The CaseHOLD (Case Holdings on Legal Decisions) dataset includes multiple choice questions about holdings of US court cases from the Harvard Law Library case law corpus. Holdings are short summaries of legal rulings accompany referenced decisions relevant for the present case. The input consists of an excerpt (or prompt) from a court decision, containing a reference to a particular case, while the holding statement is masked out. The model must identify the correct (masked) holding statement from a selection of five choices.
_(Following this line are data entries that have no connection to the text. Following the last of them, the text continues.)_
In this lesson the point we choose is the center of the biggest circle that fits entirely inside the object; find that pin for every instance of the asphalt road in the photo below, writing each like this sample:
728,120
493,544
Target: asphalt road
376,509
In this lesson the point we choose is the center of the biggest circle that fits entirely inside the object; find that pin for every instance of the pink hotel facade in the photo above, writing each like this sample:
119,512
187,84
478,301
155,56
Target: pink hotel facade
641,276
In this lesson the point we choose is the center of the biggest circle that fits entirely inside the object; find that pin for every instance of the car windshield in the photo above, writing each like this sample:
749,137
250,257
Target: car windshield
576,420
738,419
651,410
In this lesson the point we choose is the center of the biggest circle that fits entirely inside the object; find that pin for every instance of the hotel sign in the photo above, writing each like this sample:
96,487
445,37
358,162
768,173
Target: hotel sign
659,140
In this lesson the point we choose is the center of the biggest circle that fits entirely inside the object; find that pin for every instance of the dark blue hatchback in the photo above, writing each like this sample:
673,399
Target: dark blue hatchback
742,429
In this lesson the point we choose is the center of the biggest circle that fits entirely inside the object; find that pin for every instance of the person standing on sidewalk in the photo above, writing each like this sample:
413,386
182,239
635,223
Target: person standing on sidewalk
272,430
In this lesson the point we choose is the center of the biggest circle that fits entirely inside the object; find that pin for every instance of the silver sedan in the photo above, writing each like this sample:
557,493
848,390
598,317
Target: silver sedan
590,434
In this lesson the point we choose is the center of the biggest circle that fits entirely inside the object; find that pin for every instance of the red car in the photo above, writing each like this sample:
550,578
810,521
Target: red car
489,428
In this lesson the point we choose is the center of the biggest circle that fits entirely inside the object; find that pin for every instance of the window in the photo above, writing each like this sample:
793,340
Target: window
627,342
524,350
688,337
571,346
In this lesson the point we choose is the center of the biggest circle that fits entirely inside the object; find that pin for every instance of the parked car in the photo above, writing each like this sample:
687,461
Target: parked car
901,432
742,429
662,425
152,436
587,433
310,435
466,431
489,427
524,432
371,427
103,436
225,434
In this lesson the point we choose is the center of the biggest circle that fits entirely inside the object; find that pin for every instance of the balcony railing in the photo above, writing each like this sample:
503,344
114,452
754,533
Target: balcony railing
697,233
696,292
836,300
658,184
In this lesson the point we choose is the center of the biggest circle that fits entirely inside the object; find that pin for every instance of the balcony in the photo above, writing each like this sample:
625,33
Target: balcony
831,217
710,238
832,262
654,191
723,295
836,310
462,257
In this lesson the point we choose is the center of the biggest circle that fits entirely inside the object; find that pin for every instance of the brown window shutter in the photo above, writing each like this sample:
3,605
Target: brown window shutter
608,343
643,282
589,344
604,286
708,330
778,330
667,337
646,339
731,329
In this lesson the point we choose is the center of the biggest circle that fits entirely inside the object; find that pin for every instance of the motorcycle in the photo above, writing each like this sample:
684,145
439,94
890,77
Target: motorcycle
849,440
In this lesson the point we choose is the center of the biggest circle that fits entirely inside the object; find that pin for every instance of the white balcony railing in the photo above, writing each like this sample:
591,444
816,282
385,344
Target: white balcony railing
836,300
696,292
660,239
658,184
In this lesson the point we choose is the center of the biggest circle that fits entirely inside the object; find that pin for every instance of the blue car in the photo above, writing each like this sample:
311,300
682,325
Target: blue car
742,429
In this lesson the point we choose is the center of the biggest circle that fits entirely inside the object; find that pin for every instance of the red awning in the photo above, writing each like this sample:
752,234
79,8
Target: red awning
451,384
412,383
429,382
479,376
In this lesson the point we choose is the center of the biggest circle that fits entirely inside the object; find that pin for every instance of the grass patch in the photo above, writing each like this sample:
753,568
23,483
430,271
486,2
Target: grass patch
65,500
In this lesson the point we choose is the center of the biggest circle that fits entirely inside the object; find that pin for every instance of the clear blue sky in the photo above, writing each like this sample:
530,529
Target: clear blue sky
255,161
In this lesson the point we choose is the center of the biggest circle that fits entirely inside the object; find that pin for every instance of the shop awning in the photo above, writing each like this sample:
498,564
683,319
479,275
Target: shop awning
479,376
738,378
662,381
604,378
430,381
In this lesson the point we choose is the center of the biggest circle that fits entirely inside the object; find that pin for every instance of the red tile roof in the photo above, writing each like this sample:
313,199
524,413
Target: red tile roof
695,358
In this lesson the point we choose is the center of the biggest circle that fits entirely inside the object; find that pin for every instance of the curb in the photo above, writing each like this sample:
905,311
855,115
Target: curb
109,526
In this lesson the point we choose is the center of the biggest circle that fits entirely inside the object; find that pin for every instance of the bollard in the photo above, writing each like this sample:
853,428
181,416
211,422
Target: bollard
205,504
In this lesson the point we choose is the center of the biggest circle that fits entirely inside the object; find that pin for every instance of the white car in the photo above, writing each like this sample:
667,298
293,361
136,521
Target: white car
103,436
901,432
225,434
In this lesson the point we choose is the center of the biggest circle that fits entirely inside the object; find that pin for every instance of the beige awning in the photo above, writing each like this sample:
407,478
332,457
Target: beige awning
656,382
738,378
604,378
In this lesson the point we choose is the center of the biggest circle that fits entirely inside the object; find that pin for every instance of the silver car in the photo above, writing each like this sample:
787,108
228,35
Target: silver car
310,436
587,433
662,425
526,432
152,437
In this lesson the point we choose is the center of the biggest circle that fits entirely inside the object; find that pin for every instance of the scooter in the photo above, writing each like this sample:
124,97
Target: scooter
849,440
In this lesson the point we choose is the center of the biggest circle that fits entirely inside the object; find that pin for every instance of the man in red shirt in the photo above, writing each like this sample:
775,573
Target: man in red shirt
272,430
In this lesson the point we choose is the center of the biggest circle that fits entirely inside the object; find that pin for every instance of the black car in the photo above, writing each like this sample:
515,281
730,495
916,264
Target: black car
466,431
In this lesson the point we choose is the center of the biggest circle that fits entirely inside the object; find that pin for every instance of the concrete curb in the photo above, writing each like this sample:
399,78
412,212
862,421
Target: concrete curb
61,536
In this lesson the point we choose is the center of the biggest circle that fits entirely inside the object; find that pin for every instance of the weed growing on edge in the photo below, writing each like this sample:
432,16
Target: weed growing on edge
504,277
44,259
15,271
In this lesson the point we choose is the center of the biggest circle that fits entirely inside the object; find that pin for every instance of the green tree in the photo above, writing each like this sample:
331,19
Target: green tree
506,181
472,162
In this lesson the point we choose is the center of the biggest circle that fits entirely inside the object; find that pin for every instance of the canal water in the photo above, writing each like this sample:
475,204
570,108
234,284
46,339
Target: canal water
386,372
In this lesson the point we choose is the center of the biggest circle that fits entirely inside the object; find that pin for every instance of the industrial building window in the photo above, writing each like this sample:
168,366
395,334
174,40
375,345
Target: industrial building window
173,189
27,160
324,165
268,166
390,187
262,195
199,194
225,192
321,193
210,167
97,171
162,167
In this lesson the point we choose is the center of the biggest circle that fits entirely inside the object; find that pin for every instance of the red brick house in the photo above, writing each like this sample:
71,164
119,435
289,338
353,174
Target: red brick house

The current leaderboard includes several Transformer-based (Vaswaniet al., 2017) pre-trained language models, which achieve state-of-the-art performance in most NLP tasks (Bommasani et al., 2021) and NLU benchmarks (Wang et al., 2019a). Results reported by Chalkidis et al. (2021) :

Task-wise Test Results

Dataset	ECtHR A	ECtHR B	SCOTUS	EUR-LEX	LEDGAR	UNFAIR-ToS	CaseHOLD
Model	μ-F1 / m-F1	μ-F1 / m-F1	μ-F1 / m-F1	μ-F1 / m-F1	μ-F1 / m-F1	μ-F1 / m-F1	μ-F1 / m-F1
TFIDF+SVM	64.7 / 51.7	74.6 / 65.1	78.2 / 69.5	71.3 / 51.4	87.2 / 82.4	95.4 / 78.8	n/a
Medium-sized Models (L=12, H=768, A=12)
BERT	71.2 / 63.6	79.7 / 73.4	68.3 / 58.3	71.4 / 57.2	87.6 / 81.8	95.6 / 81.3	70.8
RoBERTa	69.2 / 59.0	77.3 / 68.9	71.6 / 62.0	71.9 / 57.9	87.9 / 82.3	95.2 / 79.2	71.4
DeBERTa	70.0 / 60.8	78.8 / 71.0	71.1 / 62.7	72.1 / 57.4	88.2 / 83.1	95.5 / 80.3	72.6
Longformer	69.9 / 64.7	79.4 / 71.7	72.9 / 64.0	71.6 / 57.7	88.2 / 83.0	95.5 / 80.9	71.9
BigBird	70.0 / 62.9	78.8 / 70.9	72.8 / 62.0	71.5 / 56.8	87.8 / 82.6	95.7 / 81.3	70.8
Legal-BERT	70.0 / 64.0	80.4 / 74.7	76.4 / 66.5	72.1 / 57.4	88.2 / 83.0	96.0 / 83.0	75.3
CaseLaw-BERT	69.8 / 62.9	78.8 / 70.3	76.6 / 65.9	70.7 / 56.6	88.3 / 83.0	96.0 / 82.3	75.4
Large-sized Models (L=24, H=1024, A=18)
RoBERTa	73.8 / 67.6	79.8 / 71.6	75.5 / 66.3	67.9 / 50.3	88.6 / 83.6	95.8 / 81.6	74.4

Averaged (Mean over Tasks) Test Results

Averaging	Arithmetic	Harmonic	Geometric
Model	μ-F1 / m-F1	μ-F1 / m-F1	μ-F1 / m-F1
Medium-sized Models (L=12, H=768, A=12)
BERT	77.8 / 69.5	76.7 / 68.2	77.2 / 68.8
RoBERTa	77.8 / 68.7	76.8 / 67.5	77.3 / 68.1
DeBERTa	78.3 / 69.7	77.4 / 68.5	77.8 / 69.1
Longformer	78.5 / 70.5	77.5 / 69.5	78.0 / 70.0
BigBird	78.2 / 69.6	77.2 / 68.5	77.7 / 69.0
Legal-BERT	79.8 / 72.0	78.9 / 70.8	79.3 / 71.4
CaseLaw-BERT	79.4 / 70.9	78.5 / 69.7	78.9 / 70.3
Large-sized Models (L=24, H=1024, A=18)
RoBERTa	79.4 / 70.8	78.4 / 69.1	78.9 / 70.0

Languages

We only consider English datasets, to make experimentation easier for researchers across the globe.